1На Дальнем Севере «парой» оленей называют не два экземпляра животных, а комплект, нужный для упряжки, — шесть или семь взрослых самцов. — Примечание автора рассказа.


2. СРЕДНЕРУССКИЙ БАРИАНТ

Дожди

Вторую неделю заладили дожди. Лужи вокруг избы давно уже слились в подобие озера. На рассвете Африканыч, превозмогая боль в пояснице — от сырости ревматизм разыгрался! — попытался веником отогнать воду от крыльца… Куда там!.. Зеленоватая влага с противным чавканьем возвращалась обратно к самым ступеням…
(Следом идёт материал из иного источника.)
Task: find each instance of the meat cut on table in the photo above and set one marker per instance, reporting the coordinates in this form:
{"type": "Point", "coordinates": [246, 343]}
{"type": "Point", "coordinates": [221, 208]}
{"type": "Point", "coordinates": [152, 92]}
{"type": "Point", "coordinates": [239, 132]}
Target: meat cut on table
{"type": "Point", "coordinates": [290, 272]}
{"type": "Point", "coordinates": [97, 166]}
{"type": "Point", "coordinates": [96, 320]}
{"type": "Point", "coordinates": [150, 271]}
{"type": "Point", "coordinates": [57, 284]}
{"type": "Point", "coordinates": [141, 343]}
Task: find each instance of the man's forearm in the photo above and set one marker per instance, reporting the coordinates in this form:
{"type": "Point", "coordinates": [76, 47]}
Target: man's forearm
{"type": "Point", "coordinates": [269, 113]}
— Клёпка, вставай, дурища! Распяль буркалы-то: довольно дрыхнуть! Поди овцам задай корму! Небось третий день не жрамши…

Клеопатра проворно выбежала из избы, щеголяя блестящими черными резиновыми сапогами. Ее белокурые косы болтались и били девушку по спине, по плечам, по груди…

Абапол1 избы проплыла в окоренке соседка — старая Елпидифоровна: хитрая бабка приладилась, как на ялике, ездить по воде в оцинкованной кухонной посуде… Девчата Праксюшка и Трёшка, которым далеко надо было бежать до школы, уже шлепали по воде к околице и визжали, попадая выше колен в глубокие канавки…

Клёпа никак не могла ухватить размокшее сено вилами. И тут перед нею возник шофер Ардальон. Молча отстранив девушку, он умело вздел на зубья вил крупный ворошок сена. Перебросив корм в сарай, где блеяли и дробно топотали копытцами изголодавшиеся овцы, парень огляделся вокруг: не слышит ли кто его?..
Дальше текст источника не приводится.